Men (and women) that I dated needed to be significantly bigger than me in every respect, because I couldn’t stand the idea of being my own size next to anything else. All I wanted in life was to feel small. The smaller I felt, the more able I was to relax sexually.
Mainly, I wouldn’t allow myself to be my own size, and feel sexy at the same time. Mostly because I believed being sexy and “big” (whatever the f that means) — were mutually exclusive.
When someone I considered “too thin” wanted to have sex with me (which, for the record, happened a lot), I thought something must be wrong with them. Either that or they were fucking with me (no pun intended) to get attention or boost their own self-esteem.
These are people I would lead on the hook for months. I would never sleep with them, but their pursuit made me feel better about myself in the moment. (Of course, if I finally did sleep with them, I would blame my size if they stopped calling. Fat was the reason for any and all rejection. Period.)
I know some girls do the opposite; they’ll only date super thin, nerdy hipster types because it makes them feel better about themselves that they can get ‘“that type” — like sleeping with skinny guys proves that you’re attractive.
But if I saw a girl out in the hood with some guy that I deemed “too thin” for her, it kind of made me feel awkward. I couldn’t help but project my beliefs onto all women. Like “My Big Fat Greek Wedding” or even “Muriel’s Wedding,” made me feel weird.

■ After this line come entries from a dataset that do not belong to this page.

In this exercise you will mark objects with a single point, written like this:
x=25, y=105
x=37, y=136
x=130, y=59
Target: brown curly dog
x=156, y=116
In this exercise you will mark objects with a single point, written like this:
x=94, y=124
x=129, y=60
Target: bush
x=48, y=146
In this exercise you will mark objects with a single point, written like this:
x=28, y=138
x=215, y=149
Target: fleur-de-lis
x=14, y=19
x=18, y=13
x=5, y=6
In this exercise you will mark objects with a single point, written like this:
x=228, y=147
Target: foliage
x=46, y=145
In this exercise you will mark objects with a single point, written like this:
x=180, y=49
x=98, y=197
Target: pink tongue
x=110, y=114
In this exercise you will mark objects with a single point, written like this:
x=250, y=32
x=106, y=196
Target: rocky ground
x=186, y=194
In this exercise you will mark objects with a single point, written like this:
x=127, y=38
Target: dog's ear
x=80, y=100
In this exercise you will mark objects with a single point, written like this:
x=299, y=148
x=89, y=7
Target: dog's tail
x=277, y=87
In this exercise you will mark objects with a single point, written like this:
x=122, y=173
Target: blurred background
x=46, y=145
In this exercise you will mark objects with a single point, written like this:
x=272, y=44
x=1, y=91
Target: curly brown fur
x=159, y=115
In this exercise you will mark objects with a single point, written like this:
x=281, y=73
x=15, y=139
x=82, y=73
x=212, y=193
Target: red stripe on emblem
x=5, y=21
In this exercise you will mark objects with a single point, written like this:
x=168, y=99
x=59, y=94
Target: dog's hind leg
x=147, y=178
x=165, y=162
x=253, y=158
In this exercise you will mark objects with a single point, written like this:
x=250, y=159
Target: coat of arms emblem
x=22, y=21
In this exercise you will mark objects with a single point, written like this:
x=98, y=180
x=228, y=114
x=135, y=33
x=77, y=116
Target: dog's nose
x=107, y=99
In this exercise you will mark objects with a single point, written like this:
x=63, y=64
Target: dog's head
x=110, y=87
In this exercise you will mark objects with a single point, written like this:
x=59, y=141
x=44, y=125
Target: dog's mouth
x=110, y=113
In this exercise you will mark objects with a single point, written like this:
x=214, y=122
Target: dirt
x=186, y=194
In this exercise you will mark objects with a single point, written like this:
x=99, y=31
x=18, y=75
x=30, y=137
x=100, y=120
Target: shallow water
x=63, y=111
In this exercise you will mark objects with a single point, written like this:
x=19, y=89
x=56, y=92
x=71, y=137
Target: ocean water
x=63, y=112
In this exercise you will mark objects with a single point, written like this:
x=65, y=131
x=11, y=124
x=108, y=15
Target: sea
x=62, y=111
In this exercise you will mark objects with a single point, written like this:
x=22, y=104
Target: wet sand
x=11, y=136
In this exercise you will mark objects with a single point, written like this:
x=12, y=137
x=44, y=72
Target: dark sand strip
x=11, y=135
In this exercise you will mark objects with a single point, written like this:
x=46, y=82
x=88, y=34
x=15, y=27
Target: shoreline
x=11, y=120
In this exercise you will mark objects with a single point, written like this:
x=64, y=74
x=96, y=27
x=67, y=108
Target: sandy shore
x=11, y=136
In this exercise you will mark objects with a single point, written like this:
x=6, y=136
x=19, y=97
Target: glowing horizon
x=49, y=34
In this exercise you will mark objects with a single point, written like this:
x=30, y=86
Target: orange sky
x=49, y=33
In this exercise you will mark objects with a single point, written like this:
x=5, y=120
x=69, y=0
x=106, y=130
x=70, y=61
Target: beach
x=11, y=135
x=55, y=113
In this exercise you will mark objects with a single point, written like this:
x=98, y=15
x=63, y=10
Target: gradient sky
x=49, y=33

What the fuck was that about? You’d think seeing “bigger” girls with thin guys would make me feel better, but it didn’t — I just kept thinking about how uncomfortable I would be if I was her.
Then I met this badass lifecoach who was all, “Are you aware that feeling shitty about your body makes you fatter?” (i.e., are you aware that letting your size keep you from living fully, encourages compulsive behavior around food?

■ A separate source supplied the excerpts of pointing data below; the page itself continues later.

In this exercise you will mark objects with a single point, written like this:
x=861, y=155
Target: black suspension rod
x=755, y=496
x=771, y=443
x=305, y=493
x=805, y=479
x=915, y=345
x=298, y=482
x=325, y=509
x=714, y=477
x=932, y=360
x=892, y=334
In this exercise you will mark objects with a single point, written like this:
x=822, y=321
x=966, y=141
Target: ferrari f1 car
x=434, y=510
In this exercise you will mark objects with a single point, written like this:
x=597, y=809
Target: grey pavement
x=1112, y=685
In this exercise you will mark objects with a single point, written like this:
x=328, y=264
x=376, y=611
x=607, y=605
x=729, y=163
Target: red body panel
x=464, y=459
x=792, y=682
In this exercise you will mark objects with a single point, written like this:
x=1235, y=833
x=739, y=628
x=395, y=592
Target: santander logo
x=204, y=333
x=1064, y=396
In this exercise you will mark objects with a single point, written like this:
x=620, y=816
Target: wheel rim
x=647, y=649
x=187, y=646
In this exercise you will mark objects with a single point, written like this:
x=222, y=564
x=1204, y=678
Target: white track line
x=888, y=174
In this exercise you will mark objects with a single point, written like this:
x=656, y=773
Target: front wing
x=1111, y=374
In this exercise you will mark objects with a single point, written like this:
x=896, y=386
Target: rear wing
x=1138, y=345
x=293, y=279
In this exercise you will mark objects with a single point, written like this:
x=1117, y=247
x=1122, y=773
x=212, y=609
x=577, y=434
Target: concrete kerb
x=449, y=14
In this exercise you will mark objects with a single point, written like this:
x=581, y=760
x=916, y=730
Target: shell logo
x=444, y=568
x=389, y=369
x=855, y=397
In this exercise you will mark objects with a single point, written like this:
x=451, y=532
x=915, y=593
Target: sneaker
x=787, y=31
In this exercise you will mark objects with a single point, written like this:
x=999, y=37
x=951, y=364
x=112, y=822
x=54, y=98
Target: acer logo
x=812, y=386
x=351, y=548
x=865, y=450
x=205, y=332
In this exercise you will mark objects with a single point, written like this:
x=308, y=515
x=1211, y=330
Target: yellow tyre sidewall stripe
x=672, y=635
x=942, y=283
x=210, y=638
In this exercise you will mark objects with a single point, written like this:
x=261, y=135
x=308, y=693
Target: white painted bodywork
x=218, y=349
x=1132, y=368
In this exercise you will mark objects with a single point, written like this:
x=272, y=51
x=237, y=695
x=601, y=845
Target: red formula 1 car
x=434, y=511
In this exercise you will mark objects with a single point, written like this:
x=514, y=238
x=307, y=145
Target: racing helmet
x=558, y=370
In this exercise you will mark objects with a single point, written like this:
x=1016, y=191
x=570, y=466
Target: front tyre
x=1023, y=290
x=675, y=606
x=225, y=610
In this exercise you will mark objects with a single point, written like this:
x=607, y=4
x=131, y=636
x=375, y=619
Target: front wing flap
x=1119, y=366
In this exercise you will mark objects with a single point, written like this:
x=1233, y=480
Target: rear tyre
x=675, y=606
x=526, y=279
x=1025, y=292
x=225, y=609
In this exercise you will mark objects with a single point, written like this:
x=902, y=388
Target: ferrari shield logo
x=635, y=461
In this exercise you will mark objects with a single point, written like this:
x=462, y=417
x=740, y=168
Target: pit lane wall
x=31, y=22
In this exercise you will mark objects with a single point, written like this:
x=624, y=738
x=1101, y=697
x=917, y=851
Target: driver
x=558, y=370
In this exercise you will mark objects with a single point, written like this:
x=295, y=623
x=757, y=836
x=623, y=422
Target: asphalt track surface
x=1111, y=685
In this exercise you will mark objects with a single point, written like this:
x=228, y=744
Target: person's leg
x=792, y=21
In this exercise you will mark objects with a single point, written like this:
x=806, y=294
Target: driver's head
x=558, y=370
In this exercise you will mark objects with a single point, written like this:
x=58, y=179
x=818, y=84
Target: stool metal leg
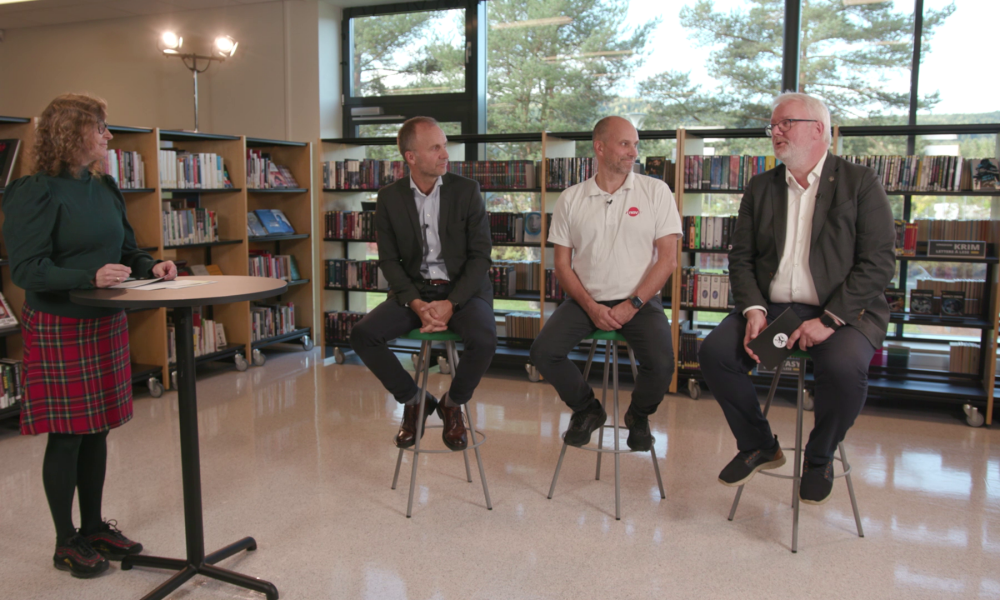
x=797, y=473
x=453, y=357
x=767, y=407
x=618, y=471
x=426, y=351
x=850, y=489
x=604, y=405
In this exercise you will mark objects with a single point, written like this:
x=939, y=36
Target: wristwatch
x=829, y=321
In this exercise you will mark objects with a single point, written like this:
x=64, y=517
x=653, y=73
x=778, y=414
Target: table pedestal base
x=186, y=569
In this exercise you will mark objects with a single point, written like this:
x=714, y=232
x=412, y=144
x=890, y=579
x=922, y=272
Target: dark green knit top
x=59, y=231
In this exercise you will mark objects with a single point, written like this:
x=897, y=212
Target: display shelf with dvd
x=283, y=206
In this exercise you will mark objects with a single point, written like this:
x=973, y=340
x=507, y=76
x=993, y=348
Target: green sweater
x=59, y=231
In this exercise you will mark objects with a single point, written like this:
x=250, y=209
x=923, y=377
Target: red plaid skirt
x=77, y=376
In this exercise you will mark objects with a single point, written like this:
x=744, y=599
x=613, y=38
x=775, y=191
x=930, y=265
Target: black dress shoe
x=407, y=435
x=583, y=423
x=639, y=437
x=454, y=434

And she was right about one thing — I was definitely engaging in some seriously compulsive behavior around food. I was not going out because I “felt fat” and would stay in and eat my feelings instead.
So, in trying to eat less, I committed to liking my body more — or at least make an earnest attempt, which I can say I’d never really done before.
I’m aware that this logic is kind of batty. I’ve been reamed on Twitter by those who say “loving yourself thin” is inherently fat-shaming, makes no sense and is hypocritical. But all I can say to those people is that, had I not had the initial motivation of weight loss, I would never have actually tried to change the “I hate myself” tape in my head, and may never have come to the place I am now: body acceptance.
Isn’t that the goal? Regardless of our initial motivation? We all have to come to this shit in our own way.
Now that my relationship with my body has changed, I understand that self-love is the important part of all of this. But when I didn’t know any better, all I wanted was to be thinner, and I would never ever have made the attempt to even analyze my own body judgement, if I didn’t think it would help me deal with my “food issues.”
And for the record, changing my relationship with my body absolutely did have an impact on the way I eat; Getting a L.I.F.E. (which usually requires some level of body acceptance) is the only diet that ever worked for me.
My attempt to start liking the flesh suit that holds my brain/conscious thought eventually did manifest into a deep change in thinking. Maybe it was my third read of “Fat is a Feminist Issue,” or maybe all those Geneen Roth quotes started to finally sink in. Whatever it was, I began to choose living over judging.
That is, I made the choice to believe that I, and all my female counterparts, are wildly attractive regardless of our size. I chose to believe that men exist who will legitimately want to fuck me at any weight, and more than that, they’ll want to date, love and marry me one day, too.
One of my mentors in the “intuitive eating” space (FYI, I now coach women in healing their relationship with food and body,) said to me: “Is your belief that men don’t find you attractive the way you are really serving you? Or is it taking away any shot in hell you have of being happy?”
Upon first hearing this, I replied, “Well, I can’t choose my beliefs…and I’m sorry, I just don’t believe that a good man would want me at my current weight.”
To which she retorted, “of course you can choose your beliefs…you just can’t choose your facts.”
What she was getting at, I think, was that facts (i.e., how much you weigh, or if a guy actually likes you at that weight) don’t actually matter. Whether a guy finds your body attractive or not, is irrelevant. He may not want to be with you for 500,000,000 other reasons, and assuming your body is the problem — assuming that you are the problem — keep your life small, and only detracts from our chances of finding a loving, healthy partnership.
So why not choose to believe a different story? Why not “act as if” the story that is most empowering is the true one? At least then we’d stop holding ourselves back from going for it — and by “it” I mean, everything. Men, jobs, life.
When we give up on trying to manipulate our bodies — that is, when we give up on hating ourselves the way we are — our behaviors and bodies just change on their own. Everything changes when we choose to like ourselves.
Today, I’m an equal-opportunity dater. I will go out with guys of all shapes and sizes, and when I have sex with a skinny dude, I believe I’m super fly doing it. I don’t need to “feel small” to be sexy. I can be expansive, grand, Botticelli-esque, and believe my booty is to die for.
Sometimes I still want a big guy who will ravage me like Hercules, but thin guys who know how to touch the right way are also fucking awesome.
It’s all good; and it’s all an opportunity I was previously denying myself. Never again will I deny myself anything on account of my weight. What an f’ing waste of perfectly cute boys that is.